Previously, each surface wrote its own SQL. The data access layer eliminates that duplication: a schema change requires updating one module, not three surfaces independently. Write operations route through the appropriate command-line tool via dispatch, preserving a single write path with consistent logging and error handling.

Dead ends

Stdlib HTTP parsing. The web server parses HTTP requests by hand — headers line by line, query strings character by character, form bodies with URL decoding. This works for the current use cases but has hard limits. A multipart form upload would require substantial additional parsing. The constraint (no external gems for web serving) is worth the tradeoff, but the tradeoff is real.

Limits

No historical evaluation tracking. The evaluation harness prints results to stdout and exits. There is no persistence — no way to compare today’s retrieval F1 against last week’s. Regression detection requires the operator to remember previous scores. Update: a history.jsonl file now persists every evaluation run (timestamp, git SHA, model, per-suite F1). A regression detector compares the current run against previous results and fails if F1 drops by more than 0.1. This gap is closed.

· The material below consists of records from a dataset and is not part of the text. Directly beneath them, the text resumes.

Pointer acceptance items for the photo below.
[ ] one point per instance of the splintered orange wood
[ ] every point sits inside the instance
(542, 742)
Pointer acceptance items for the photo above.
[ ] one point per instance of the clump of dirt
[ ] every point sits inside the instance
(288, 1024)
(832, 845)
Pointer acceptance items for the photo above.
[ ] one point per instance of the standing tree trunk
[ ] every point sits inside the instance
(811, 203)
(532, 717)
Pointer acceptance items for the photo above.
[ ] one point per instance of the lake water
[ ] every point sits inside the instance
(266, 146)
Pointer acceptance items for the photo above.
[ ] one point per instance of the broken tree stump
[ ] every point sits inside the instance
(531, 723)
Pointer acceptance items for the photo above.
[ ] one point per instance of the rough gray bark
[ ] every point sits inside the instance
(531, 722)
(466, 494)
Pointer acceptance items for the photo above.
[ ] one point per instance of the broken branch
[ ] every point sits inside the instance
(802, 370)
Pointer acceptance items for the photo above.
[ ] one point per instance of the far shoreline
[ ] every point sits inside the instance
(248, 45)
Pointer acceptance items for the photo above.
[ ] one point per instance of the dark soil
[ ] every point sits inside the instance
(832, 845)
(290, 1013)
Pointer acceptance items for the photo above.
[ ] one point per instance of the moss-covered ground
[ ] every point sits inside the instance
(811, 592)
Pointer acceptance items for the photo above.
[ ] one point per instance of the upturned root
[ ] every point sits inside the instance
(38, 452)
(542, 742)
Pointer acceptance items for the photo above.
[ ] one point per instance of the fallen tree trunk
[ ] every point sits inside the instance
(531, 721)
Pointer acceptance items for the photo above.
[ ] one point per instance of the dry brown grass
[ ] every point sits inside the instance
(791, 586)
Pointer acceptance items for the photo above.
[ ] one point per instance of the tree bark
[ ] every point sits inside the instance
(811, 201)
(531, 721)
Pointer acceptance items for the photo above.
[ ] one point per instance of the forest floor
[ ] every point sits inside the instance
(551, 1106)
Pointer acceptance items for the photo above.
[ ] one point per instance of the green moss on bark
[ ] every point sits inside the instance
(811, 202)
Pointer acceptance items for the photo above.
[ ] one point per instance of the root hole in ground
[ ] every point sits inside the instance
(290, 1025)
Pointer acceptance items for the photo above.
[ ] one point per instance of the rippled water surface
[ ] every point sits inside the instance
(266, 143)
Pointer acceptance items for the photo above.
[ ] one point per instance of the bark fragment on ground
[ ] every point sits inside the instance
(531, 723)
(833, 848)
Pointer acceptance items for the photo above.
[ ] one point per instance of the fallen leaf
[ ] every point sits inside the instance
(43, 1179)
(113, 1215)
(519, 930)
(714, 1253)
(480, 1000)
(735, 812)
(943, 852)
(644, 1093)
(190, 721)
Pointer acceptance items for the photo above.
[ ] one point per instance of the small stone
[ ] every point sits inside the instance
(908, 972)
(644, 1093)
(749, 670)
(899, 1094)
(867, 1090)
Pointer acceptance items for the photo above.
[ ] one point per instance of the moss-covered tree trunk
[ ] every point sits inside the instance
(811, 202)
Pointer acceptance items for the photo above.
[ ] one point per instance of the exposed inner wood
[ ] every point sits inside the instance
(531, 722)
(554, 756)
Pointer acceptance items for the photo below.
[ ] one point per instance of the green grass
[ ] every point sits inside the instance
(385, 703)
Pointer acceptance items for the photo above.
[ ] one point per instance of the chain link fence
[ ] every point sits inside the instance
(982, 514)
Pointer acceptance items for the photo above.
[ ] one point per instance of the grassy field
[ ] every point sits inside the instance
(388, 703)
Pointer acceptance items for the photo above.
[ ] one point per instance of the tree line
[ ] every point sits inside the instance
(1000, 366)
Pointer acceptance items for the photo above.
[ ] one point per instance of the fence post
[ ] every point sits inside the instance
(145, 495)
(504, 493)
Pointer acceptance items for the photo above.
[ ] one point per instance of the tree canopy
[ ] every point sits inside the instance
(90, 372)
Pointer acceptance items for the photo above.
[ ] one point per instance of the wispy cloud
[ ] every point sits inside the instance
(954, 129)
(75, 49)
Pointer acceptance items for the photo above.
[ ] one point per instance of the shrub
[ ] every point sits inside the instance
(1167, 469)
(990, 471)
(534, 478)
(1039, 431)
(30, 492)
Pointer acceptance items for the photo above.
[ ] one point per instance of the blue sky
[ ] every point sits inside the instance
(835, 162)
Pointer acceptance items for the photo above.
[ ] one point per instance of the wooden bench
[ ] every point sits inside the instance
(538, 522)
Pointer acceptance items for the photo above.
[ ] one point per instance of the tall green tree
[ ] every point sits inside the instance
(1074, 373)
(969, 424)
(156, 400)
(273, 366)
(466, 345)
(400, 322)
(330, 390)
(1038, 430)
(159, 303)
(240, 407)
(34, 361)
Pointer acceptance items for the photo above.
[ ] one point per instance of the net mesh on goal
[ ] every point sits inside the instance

No coverage measurement. The test suite validates behavior end-to-end but does not measure code coverage. There is no floor — no way to detect that a new module was added without corresponding tests. Ruby’s stdlib Coverage module could provide this without adding a dependency, but it has not been integrated. Update: PROPHET_COVERAGE=1 enables Ruby’s stdlib Coverage module during smoke tests. A 50% floor rejects runs that drop below it. Results persist to .state/coverage/report.json. This gap is closed.

Both gaps identified above — historical tracking and coverage measurement — have been addressed. Per-channel isolation was addressed by separate fixture suites per retrieval channel and a dispositional injection suite that tests retrieval with all channels active. The remaining open item from this post is interface contracts: diagnostic subcommands still check liveness only, not output shape.